Race and class continue to determine how much public attention is paid to cases of gender-based violence.
British police say they have charged a man with the murder of female teacher Sabina Nessa who was found dead near her home in London, a killing that again raised public anger about violence towards women.
Nessa, 28, left her home in Kidbrooke, south London, on the evening of September 17 to make the five-minute walk through a local park to a bar where she was due to meet a friend.
She never arrived and her body was found in the park nearly 24 hours later covered with leaves.
Police said on Monday they have charged 36-year-old Koci Selamaj who is due to appear at Willesden Magistrates’ Court in London on Tuesday.
The suspect is understood to have been working as a food delivery driver.
Police had earlier released CCTV footage of a man seen along Nessa’s route on the night she was killed, asking anyone who recognised him to contact them immediately.
Police said the man is believed to have been carrying a reflective red object that he may have been trying to conceal up his sleeve.
Nessa was a teacher at Rushey Green Primary School in Catford, southeast London.
Vigils were held in the local area and across the United Kingdom to remember Nessa and to highlight violence against women.
On Friday, hundreds of people, including her sister, gathered for a candlelit vigil organised in Pegler Square, London.
Jebina Yasmin Islam, Nessa’s sister, broke down as she addressed crowds.

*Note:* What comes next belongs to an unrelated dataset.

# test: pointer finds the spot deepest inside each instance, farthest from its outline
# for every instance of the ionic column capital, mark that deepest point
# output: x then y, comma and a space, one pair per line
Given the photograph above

“Words cannot describe how we are feeling, this feels like we are stuck in a bad dream and can’t get out of it – our world is shattered, we are simply lost for words,” she said. “No family should go through what we are going through.”
Nessa’s death has fueled concerns that women are not safe on the streets of the UK’s capital.
Her killing came six months after there was a huge public outcry and demands for action after another woman, Sarah Everard, was abducted, raped and murdered in south London in March by a police officer.
The Everard case shocked the country and saw thousands take to the streets to denounce violence against women.